Christopher Hitchen’s on George Orwell’s Social Evolution

His family background, the income of which depended on the detestable opium trade between British-ruled India and British-influenced China, had at first conditioned him to fear and despise the “locals” and the “natives.” One of the many things that made Orwell so interesting was his self-education away from such prejudices, which also included a marked dislike of the Jews. But anyone reading the early pages of these accounts and expeditions will be struck by how vividly Orwell still expressed his unmediated disgust at some of the human specimens with whom he came into contact. When joining a group of itinerant hop-pickers he is explicitly repelled by the personal characteristics of a Jew to whom he cannot bear even to give a name, characteristics which he somehow manages to identify as Jewish.

.. We can also feel, in the increasingly stubborn growth of his egalitarian and socialist principles during these years, the germination of one of the most famous lines of Nineteen Eighty-Four: “If there is hope, it lies in the proles.”

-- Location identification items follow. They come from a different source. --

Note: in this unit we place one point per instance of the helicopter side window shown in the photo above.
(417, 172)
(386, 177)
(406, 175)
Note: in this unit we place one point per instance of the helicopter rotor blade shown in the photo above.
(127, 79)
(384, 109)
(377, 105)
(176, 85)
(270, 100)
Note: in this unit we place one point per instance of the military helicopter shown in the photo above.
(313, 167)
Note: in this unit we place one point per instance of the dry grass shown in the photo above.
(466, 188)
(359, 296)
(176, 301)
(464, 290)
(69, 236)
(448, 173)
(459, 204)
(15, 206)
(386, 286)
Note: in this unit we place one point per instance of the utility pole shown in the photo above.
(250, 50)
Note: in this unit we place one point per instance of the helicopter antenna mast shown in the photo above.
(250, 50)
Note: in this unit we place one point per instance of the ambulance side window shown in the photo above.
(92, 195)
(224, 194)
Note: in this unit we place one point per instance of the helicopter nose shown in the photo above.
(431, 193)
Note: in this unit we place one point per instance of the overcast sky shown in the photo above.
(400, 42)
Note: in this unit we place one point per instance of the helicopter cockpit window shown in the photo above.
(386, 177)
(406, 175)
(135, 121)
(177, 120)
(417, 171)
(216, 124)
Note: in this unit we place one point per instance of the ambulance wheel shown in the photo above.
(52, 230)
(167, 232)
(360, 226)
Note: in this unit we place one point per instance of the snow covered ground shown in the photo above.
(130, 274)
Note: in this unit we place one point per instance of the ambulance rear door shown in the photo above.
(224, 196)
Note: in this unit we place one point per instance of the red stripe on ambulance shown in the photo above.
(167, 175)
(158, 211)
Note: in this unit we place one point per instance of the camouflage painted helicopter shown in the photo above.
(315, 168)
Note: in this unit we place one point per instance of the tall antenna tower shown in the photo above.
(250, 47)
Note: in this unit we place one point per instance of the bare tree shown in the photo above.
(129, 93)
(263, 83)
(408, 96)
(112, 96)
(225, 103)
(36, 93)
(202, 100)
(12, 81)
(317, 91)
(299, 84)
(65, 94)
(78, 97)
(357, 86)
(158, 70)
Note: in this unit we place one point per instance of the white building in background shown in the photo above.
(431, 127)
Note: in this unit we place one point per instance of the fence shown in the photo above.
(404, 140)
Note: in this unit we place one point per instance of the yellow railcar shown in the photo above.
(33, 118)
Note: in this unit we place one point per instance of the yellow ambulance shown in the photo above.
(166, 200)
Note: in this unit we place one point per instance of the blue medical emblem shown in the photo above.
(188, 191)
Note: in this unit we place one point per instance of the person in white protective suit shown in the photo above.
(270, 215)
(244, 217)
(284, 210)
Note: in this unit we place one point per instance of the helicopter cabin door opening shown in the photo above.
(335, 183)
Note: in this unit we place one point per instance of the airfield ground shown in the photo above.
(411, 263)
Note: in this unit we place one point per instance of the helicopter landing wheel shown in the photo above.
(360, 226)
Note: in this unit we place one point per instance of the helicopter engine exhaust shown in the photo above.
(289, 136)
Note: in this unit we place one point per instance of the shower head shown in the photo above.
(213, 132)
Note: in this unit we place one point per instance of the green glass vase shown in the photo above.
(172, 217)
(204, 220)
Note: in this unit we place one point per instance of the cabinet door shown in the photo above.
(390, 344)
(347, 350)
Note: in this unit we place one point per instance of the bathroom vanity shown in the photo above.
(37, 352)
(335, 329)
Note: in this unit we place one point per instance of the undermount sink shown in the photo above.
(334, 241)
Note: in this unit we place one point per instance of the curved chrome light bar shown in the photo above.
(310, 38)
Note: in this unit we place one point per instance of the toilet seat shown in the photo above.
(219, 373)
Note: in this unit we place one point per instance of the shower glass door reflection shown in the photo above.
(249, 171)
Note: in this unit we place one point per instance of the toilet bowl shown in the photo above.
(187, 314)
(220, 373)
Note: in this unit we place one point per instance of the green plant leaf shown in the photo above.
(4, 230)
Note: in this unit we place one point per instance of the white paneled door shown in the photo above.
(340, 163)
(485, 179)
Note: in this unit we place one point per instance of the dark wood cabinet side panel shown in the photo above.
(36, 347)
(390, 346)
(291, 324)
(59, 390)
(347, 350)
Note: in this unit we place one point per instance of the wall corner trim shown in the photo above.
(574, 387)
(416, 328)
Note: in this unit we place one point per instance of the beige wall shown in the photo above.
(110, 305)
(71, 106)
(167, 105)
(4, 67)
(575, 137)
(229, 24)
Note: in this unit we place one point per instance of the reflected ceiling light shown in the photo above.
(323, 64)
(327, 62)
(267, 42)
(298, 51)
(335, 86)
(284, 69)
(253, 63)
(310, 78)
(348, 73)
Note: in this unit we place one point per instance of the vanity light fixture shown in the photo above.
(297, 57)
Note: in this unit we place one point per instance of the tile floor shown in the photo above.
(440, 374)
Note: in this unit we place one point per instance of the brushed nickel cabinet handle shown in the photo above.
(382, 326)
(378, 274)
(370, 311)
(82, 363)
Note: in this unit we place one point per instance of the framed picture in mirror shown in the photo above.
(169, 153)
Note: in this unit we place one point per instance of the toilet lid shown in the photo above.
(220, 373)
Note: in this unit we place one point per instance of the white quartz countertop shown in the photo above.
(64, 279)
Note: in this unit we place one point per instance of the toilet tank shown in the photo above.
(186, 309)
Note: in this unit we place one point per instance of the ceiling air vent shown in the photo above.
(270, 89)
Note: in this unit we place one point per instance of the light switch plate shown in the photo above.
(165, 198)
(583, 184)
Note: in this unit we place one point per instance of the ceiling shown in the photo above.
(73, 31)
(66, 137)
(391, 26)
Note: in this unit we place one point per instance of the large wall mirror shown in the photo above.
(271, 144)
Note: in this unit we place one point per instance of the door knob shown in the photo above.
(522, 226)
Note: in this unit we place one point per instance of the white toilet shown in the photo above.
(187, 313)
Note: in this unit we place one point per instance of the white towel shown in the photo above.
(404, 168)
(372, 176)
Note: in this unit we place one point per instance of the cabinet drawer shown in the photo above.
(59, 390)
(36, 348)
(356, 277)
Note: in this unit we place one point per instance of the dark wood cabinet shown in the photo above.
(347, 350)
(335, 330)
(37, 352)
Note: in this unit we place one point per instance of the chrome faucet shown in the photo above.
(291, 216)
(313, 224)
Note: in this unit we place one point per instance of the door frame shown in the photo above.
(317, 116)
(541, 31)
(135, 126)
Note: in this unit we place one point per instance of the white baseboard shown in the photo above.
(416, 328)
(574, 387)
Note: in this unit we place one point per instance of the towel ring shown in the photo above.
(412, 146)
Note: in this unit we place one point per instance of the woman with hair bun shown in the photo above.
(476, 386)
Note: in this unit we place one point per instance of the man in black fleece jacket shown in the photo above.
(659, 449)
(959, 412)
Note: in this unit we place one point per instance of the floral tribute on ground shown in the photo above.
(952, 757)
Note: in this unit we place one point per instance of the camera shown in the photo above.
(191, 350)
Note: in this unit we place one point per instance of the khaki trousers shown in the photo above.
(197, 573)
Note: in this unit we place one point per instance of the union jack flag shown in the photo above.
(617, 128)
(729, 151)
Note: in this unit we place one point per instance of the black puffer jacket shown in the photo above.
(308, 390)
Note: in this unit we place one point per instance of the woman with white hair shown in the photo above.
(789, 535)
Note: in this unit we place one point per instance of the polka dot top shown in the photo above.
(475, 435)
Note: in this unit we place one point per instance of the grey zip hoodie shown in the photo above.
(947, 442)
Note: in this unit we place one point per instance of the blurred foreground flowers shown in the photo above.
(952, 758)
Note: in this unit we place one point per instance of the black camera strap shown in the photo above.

.. He goes on, with almost cold objectivity, to note that Jews have a way of making themselves conspicuous. Again, this is not so much an expression of prejudice as a form of confrontation with it: a stage in Orwell’s own evolution. Only a few days after he expresses the misanthropic and even xenophobic view that European refugees, including Jews, secretly despise England and surreptitiously sympathize with Hitler ..

.. Reading through these meticulous and occasionally laborious jottings, however, one cannot help but be struck by the degree to which he became, in Henry James’s words, one of those upon whom nothing was lost. By declining to lie, even as far as possible to himself, and by his determination to seek elusive but verifiable truth, he showed how much can be accomplished by an individual who unites the qualities of intellectual honesty and moral courage. And, permanently tempted though he was by cynicism and despair, Orwell also believed in the latent possession of these faculties by those we sometimes have the nerve to call “ordinary people.”